- 41°33′23.51″N 87°42′3.06″W﻿ / ﻿41.5565306°N 87.7008500°W
- Location: 3479 W 183rd St, Hazel Crest, Illinois, USA
- Type: Public library
- Established: 1930
- Service area: Country Club Hills, Hazel Crest

Collection
- Size: 68,601

Access and use
- Circulation: 24,829
- Population served: 30,641

Other information
- Website: www.grandeprairie.org

= Grande Prairie Public Library =

Library in Cook County, Illinois, US

The Grande Prairie Public Library serves the communities of Hazel Crest, Illinois, and Country Club Hills, Illinois. It is located at 3479 W. 183rd Street in Hazel Crest, in the south suburbs of Chicago. The library is a member of the Metropolitan Library System.

== Early history of the Hazel Crest Library ==
The original Hazel Crest Library was established in 1930 by the Professional Women's Club and housed in a room in the Roosevelt School. The library was staffed by volunteers. When the school was renovated and renamed the Warren Palm School in 1931, the library moved into a portable building on the school grounds. When the Warren Palm School continued its expansion in 1951, the library lost its space and discontinued service. The remaining books were donated to the school.

== Early history of the Country Club Hills Library ==
The original Country Club Hills Public Library, established in 1960, consisted of donated books and was located in one room of the old city hall building.

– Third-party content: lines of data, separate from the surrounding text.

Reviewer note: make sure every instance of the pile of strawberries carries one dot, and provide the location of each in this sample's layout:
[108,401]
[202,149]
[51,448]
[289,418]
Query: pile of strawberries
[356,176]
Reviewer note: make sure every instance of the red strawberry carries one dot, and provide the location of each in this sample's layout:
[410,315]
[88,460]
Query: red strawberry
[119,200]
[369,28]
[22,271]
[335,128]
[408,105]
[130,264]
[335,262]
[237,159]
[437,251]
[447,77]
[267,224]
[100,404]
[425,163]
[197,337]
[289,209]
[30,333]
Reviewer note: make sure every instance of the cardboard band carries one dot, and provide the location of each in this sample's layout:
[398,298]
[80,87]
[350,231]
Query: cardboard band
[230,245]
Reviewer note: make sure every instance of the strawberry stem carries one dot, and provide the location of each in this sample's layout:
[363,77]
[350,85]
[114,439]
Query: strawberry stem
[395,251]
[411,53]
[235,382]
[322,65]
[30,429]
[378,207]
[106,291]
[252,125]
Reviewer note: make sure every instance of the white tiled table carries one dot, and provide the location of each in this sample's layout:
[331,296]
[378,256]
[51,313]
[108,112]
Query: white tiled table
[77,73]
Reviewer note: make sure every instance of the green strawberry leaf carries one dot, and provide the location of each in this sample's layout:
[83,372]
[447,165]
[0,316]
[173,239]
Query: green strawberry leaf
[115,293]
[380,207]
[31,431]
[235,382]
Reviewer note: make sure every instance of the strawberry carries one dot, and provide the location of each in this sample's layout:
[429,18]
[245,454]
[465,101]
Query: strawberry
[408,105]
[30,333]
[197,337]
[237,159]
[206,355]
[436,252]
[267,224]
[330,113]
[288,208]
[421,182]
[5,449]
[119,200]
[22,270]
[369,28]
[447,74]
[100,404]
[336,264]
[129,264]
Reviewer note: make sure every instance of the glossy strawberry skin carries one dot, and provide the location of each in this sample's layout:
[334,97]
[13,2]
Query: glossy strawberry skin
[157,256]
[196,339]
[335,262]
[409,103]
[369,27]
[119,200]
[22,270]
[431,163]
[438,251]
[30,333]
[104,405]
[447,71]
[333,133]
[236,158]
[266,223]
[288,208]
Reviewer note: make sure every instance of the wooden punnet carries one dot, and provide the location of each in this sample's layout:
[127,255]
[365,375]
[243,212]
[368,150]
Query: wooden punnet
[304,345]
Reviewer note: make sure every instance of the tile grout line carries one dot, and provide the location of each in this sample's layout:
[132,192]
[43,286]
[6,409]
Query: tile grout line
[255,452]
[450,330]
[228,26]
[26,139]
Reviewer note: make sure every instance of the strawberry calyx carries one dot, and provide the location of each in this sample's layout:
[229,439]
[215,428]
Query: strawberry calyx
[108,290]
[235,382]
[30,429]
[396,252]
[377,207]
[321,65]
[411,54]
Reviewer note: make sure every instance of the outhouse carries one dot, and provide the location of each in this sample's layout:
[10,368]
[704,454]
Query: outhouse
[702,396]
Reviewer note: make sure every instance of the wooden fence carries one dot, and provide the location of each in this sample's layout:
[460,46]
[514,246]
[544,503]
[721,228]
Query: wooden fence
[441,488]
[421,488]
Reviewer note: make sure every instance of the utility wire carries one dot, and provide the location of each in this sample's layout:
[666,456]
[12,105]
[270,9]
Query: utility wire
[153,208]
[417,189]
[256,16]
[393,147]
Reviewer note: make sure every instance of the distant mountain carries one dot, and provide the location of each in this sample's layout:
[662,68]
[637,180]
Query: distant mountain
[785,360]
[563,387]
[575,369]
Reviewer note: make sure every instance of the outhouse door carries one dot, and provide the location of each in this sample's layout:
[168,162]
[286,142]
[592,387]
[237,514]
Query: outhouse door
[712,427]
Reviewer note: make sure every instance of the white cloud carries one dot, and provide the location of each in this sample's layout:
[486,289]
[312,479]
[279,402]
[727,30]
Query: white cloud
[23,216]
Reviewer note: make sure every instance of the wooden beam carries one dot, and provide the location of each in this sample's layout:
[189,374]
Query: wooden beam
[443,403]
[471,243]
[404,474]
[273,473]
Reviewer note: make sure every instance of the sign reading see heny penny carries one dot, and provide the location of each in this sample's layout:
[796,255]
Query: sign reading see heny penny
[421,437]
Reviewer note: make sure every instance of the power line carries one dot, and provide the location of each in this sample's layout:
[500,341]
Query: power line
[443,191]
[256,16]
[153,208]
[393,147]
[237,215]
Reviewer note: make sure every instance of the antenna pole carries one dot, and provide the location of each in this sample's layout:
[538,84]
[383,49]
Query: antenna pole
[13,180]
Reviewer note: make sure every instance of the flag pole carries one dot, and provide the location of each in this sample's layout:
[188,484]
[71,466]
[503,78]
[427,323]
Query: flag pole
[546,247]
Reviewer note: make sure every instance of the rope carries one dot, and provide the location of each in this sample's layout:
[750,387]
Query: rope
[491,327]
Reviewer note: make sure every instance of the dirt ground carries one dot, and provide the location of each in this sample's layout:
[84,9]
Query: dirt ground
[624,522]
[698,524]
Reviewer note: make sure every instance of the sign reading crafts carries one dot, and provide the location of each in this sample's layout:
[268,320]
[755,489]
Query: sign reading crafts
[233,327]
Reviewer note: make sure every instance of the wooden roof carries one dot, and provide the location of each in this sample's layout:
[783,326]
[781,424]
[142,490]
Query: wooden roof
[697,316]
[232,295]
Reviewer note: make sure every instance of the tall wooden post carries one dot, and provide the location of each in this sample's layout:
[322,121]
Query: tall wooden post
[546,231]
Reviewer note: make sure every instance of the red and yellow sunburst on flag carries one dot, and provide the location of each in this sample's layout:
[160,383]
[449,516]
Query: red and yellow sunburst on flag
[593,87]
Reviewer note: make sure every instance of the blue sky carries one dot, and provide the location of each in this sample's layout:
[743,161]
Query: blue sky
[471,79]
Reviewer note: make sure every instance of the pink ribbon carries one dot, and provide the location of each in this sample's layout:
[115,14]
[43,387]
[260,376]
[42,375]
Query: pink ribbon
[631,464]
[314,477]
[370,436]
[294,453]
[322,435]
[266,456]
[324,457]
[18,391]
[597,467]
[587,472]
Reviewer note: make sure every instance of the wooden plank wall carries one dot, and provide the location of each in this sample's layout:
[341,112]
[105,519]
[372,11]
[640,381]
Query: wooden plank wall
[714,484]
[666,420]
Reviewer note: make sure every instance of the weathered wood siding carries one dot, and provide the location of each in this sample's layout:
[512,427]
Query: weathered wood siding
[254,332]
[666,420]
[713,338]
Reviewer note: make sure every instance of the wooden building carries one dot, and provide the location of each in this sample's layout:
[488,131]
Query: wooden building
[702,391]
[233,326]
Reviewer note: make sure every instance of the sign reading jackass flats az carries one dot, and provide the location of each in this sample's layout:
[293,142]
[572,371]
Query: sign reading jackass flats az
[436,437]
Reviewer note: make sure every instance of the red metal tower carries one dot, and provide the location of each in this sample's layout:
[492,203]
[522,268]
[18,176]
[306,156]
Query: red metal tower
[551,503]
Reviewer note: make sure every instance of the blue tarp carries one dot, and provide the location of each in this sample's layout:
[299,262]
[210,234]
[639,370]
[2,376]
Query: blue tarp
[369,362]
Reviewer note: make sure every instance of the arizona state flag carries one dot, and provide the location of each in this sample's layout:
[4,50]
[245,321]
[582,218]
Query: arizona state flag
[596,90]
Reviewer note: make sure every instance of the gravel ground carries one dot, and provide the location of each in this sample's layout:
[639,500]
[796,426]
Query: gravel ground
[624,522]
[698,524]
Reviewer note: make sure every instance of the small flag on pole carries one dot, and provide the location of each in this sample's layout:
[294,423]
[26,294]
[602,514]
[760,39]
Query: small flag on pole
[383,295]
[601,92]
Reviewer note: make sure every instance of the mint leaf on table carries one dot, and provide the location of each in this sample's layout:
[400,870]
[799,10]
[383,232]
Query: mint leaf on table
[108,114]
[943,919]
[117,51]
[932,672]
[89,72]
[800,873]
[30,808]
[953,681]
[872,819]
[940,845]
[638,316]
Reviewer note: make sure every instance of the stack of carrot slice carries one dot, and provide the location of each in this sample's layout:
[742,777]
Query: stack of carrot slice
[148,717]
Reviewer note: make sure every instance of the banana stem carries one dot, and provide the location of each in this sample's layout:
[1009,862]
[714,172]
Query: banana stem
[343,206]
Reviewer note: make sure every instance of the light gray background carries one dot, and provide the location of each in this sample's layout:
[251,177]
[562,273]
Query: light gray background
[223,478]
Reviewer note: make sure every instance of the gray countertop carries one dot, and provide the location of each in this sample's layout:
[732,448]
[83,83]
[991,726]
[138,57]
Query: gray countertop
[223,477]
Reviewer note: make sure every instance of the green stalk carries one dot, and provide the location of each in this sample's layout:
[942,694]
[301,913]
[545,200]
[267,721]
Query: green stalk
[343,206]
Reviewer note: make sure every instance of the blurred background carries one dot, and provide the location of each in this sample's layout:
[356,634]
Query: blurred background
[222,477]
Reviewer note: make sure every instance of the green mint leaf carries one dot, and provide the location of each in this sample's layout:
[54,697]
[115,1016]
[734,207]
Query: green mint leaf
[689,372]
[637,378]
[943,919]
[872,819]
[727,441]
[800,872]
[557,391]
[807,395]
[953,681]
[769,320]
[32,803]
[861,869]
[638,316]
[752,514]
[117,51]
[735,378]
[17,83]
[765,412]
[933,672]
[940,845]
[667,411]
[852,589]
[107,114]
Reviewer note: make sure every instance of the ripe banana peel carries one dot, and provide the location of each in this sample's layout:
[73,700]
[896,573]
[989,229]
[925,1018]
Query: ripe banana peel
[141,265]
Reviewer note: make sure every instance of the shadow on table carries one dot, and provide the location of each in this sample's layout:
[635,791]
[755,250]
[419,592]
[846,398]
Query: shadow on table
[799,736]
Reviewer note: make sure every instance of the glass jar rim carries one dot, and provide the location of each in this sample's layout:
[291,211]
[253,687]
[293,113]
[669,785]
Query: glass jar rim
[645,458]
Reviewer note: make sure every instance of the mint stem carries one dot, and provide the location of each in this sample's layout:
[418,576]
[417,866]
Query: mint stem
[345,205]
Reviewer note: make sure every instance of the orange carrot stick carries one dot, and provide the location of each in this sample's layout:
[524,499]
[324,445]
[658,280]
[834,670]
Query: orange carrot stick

In 1964, the library moved into the newly built Civic Center and expanded its space in 1966. The first full-time professional librarian was hired in 1973.

== History of the Grande Prairie Public Library ==
In September 1974, the city of Country Club Hills passed a referendum to establish the Country Club Hills Library District. The following year, the city of Hazel Crest was annexed to the district. In 1978, the library moved into a 3000 sqft temporary space in the Stonebridge Shopping Center in Hazel Crest.

In May 1977, the name of the library district was changed to Grande Prairie Public Library District to better reflect the heritage of both communities.

In September 1979, residents of Hazel Crest and Country Club Hills approved a $1.1 million bond for the construction of a new 16700 sqft library building. The building at 3479 W. 183rd Street, designed by the architectural firm Holabird & Root (originally Holabird & Roche), opened to the public on April 12, 1982.

== Floor plan of the library ==
The two-story building houses adult materials upstairs, including fiction and non-fiction, periodicals, DVDs, VHS cassettes, CDs, and Audiobooks on CD and cassette. Also located upstairs are ten, public-access internet computers (managed by reservation), three online catalogs, and black/white printing and copying capabilities. Downstairs, the library houses youth materials, including a variety similar to the adult materials. The youth department hosts five filtered internet computers and three online catalogs. Also located downstairs are the library's large meeting and small conference rooms, along with a color copier and an additional black/white copier.

Family restrooms are located on each floor. An elevator is available to serve patrons and staff.